In my PhD thesis, the knowledge on the cell death mechanisms was used to find targets and to develop assays that may be used in vivo non-invasively to quantify and temporally monitor cell death. Two assays assessing PARP and calpain proteases activity were developed. An assay using a substrate for calpain proteases was found to be better suited to detect calpain activity in living tissue. This newly established assay was used to investigate cell death mechanisms and the role of calpains in photoreceptor degeneration.

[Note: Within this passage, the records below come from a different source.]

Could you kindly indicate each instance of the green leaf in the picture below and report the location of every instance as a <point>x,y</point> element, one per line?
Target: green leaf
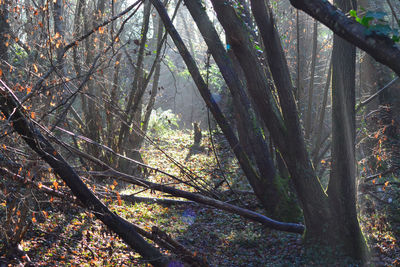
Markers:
<point>375,15</point>
<point>353,13</point>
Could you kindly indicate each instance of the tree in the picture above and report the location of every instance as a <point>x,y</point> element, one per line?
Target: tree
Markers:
<point>322,212</point>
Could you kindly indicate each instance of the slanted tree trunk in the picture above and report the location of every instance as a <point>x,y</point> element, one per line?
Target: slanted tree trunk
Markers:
<point>342,182</point>
<point>265,184</point>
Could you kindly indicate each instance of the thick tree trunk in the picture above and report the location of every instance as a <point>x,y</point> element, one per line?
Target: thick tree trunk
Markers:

My postdoctoral work is focusing on the development of photoreceptor replacement therapy. Cell therapies are at a relatively early stage of development but have the potential to restore high quality vision. Optimizing these therapies at the pre-clinical stage in an animal model that closely resembles the human is key to successful translation to the clinic. Adaptive Optics Ophthalmoscopy provides an innovative preclinical development platform for evaluating the success of vision restoration therapies in non-human primates allowing structural and functional assessment of outcomes at the cellular scale in the living eye. I will describe recent progress on stem cell-derived photoreceptor replacement therapies delivered as bioengineered tissue scaffolds or as suspensions in a fibrinogen vehicle in the non-human primate, including structural signs of photoreceptor precursor survival, maturation and connectivity.

About Soumaya Belhadj

Soumaya received her MSc degree in Neuroscience from the Université Pierre et Marie Curie in Paris after completing her Master Thesis in Zurich. After her graduation, she performed a 6-month postgraduate internship in Basel at the Novartis Institutes for Biomedical Research in the Department of Autoimmunity, Transplantation and Inflammation. She then started her PhD thesis, entitled 'Toward the development of new biomarkers for retinal degeneration', within the transMed consortium in Prof. François Paquet-Durand's Lab (University of Tübingen, Germany). After her PhD graduation, Soumaya performed a short postdoc in Prof. Mathias Seeliger's Lab (University of Tübingen) where she learned electroretinography. Since March 2023, she is a postdoc in Juliette McGregor's Lab at the University of Rochester (New York, USA) and works on photoreceptor replacement therapy and adaptive optics retinal imaging.